Colombie: les raisons des "maudits européens"

Article d'opinion de l'éditorialiste colombien Daniel Samper Pizano

L'église de Bojaya, bombardée le
2 mai 2002 par la guérilla des FARC:
119 civils tués, dont 45 enfants
Photo Javier Casella - Ministerio de Defensa
BOGOTA, jeudi 16 mai 2002 (latinreporters.com) - Il est évident que le massacre des pauvres habitants de Bojaya fut une atrocité des FARC (ndlr: Forces armées révolutionnaires de Colombie, guérilla marxiste).

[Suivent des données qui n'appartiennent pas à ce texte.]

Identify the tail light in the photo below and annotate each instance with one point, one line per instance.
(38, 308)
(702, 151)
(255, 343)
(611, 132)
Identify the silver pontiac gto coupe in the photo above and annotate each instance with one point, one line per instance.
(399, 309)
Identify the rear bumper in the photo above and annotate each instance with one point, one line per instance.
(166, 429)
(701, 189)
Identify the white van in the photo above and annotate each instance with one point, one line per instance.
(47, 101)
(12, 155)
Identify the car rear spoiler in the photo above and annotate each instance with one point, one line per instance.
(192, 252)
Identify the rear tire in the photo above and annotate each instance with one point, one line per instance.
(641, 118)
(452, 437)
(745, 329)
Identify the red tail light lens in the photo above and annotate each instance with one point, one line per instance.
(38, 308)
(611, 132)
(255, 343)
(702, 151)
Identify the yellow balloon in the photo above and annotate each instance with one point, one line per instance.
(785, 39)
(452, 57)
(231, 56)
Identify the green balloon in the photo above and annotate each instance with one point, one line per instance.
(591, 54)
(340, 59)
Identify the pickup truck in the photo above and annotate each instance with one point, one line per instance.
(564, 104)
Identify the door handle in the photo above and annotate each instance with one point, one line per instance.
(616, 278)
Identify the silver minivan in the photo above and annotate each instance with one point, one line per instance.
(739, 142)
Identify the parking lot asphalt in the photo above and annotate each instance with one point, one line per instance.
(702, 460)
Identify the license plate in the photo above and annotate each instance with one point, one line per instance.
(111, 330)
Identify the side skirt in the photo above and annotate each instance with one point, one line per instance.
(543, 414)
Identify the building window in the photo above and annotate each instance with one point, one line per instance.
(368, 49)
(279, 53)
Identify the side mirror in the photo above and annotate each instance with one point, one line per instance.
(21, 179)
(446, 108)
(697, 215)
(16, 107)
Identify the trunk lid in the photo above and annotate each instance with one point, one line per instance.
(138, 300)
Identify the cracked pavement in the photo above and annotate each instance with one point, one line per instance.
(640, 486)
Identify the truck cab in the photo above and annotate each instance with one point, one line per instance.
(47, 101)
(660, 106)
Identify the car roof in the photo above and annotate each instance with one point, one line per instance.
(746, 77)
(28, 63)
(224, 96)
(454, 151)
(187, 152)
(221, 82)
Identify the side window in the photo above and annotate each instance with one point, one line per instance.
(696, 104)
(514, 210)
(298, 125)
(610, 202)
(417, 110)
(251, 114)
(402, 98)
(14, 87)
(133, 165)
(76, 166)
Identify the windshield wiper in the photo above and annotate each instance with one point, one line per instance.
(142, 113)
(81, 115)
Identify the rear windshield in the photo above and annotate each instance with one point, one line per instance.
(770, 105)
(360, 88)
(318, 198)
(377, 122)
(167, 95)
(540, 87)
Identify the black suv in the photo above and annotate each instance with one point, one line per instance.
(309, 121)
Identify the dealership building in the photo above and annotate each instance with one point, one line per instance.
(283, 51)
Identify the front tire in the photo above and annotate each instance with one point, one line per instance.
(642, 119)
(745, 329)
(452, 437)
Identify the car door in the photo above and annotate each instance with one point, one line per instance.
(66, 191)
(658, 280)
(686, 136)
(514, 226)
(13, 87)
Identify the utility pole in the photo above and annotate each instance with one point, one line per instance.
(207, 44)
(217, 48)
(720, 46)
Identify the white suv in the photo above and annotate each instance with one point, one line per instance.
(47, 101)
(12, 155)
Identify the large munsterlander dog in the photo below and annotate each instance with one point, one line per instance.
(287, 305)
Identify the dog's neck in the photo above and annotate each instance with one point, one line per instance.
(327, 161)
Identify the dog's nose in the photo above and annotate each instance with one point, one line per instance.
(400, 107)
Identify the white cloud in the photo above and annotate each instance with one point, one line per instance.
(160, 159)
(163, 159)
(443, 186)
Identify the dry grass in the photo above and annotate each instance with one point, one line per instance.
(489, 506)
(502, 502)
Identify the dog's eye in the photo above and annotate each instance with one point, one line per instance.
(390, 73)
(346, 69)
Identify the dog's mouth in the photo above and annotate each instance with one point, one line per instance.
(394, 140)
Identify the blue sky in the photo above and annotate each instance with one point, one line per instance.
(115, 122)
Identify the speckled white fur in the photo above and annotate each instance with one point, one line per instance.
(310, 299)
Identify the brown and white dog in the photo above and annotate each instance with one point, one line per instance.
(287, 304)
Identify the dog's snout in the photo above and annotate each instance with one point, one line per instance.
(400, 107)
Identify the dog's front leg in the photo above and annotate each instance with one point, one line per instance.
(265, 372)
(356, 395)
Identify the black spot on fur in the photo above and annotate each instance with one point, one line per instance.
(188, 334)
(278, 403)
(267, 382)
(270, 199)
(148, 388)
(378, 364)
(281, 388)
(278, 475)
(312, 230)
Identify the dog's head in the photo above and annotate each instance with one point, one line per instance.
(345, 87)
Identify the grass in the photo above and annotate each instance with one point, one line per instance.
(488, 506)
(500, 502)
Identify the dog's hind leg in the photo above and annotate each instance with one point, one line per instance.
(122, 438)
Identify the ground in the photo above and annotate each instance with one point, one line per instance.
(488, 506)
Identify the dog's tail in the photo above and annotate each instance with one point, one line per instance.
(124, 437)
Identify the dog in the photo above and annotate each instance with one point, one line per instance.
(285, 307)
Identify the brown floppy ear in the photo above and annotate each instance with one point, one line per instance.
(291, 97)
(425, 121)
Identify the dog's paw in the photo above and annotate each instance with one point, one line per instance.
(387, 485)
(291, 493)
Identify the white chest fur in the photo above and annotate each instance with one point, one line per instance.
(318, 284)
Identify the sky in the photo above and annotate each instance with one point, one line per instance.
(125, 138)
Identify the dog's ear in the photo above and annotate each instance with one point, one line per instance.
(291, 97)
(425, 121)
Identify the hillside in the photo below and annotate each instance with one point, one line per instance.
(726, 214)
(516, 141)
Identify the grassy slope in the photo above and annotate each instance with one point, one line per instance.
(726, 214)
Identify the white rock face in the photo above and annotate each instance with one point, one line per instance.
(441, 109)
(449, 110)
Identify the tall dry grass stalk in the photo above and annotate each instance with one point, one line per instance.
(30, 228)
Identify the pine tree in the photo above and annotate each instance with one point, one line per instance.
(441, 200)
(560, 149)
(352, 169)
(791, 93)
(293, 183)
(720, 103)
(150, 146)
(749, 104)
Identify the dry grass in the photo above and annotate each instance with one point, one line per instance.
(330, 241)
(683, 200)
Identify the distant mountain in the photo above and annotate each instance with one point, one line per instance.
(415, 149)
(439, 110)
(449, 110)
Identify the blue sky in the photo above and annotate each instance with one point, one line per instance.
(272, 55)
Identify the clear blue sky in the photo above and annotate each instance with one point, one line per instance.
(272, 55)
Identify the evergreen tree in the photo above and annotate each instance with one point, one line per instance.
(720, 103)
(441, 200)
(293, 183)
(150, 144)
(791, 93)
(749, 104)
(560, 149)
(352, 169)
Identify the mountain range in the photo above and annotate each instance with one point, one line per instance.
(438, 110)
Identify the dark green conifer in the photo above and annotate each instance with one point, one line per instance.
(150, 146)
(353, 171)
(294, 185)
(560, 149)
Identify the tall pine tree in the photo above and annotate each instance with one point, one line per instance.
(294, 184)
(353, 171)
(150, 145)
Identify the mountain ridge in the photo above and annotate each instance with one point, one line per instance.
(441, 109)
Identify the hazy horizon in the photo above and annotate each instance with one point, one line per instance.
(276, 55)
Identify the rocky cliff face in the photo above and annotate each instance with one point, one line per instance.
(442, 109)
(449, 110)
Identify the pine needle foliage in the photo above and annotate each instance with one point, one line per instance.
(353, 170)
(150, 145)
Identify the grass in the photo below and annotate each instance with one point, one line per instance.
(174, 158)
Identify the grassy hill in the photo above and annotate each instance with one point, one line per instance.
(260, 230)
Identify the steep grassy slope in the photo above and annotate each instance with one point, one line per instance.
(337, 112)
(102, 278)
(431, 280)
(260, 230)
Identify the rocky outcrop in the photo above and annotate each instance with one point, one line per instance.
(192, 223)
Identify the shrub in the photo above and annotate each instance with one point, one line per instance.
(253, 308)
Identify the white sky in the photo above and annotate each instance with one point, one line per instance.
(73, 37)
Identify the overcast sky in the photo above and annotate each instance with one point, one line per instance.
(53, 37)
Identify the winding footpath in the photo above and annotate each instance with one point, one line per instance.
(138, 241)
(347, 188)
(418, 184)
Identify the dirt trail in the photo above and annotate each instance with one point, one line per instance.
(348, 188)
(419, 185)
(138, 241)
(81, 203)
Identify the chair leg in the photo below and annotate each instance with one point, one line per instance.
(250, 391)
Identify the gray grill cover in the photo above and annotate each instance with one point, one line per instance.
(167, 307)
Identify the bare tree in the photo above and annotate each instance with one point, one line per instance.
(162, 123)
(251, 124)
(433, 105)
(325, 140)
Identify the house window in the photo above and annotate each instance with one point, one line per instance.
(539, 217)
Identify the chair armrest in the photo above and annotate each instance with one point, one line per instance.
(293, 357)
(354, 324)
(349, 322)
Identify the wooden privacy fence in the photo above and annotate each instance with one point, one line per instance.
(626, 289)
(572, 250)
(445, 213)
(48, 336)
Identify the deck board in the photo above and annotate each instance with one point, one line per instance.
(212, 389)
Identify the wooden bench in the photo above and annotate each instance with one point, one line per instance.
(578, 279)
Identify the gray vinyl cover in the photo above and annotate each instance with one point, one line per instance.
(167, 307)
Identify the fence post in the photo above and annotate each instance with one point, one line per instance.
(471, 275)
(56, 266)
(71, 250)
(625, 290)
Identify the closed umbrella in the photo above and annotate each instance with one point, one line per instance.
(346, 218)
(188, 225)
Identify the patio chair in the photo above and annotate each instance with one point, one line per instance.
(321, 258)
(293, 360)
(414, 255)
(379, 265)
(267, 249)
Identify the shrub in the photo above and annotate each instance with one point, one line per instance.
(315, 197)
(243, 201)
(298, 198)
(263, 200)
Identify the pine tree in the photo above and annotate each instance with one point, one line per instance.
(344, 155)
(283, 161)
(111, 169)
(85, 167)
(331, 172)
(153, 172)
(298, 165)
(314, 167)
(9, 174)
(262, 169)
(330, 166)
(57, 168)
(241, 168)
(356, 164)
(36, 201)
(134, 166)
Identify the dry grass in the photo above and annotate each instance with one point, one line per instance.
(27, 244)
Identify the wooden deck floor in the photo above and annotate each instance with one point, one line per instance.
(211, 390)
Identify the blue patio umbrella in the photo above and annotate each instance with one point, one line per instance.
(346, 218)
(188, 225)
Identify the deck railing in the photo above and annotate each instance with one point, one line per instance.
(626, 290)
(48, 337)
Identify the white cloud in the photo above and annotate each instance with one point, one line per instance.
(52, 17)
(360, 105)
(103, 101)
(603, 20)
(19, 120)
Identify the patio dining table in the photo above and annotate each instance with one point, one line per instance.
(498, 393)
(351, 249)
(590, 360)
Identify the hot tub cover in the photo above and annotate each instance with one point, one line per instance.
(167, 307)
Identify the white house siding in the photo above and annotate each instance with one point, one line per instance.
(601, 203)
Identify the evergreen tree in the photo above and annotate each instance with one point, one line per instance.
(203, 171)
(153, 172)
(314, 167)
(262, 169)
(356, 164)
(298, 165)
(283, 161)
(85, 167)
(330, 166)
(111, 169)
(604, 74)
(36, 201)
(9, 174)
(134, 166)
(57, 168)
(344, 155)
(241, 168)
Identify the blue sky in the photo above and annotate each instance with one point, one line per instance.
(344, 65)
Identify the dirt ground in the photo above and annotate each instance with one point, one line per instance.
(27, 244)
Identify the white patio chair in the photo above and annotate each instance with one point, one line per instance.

Il est évident que de tels actes n'ont d'autre nom que celui de "terrorisme" et il est évident qu'on est interpellé par la non inclusion des FARC dans la liste noire de l'Union européenne.

Mais je demande quelques secondes de calme dans l'indignation que soulèvent la tragédie, la liste incomplète de l'Union européenne et -ne l'oublions pas- l'abandon criminel dans lequel vit une grande partie de la population colombienne, au milieu de la faim, du manque le plus désolant d'appui et, comme coup de grâce, de la violence.

Cette réflexion vise à comprendre pourquoi les FARC tardent tant à entrer dans le catalogue de l'infamie de l'UE. Et la meilleure explication est celle qu'offre "le ministre des affaires étrangères" des FARC, Raul Reyes.

Daniel Samper Pizano

Les analyses de ce journaliste colombien né en 1945 sont parmi les plus appréciées en Amérique latine.

Trois fois vainqueur du prix Simon Bolivar, auteur de 18 livres, dont plusieurs dédiés au journalisme, Daniel Samper Pizano collabore à diverses publications latino-américaines et espagnoles. "El Tiempo", le grand journal libéral de Bogota, est probablement son principal port d'attache.

Il fut aussi professeur de journalisme dans diverses universités et conférencier dans la quasi totalité des pays américains, ainsi qu'en Espagne, en France et en Italie.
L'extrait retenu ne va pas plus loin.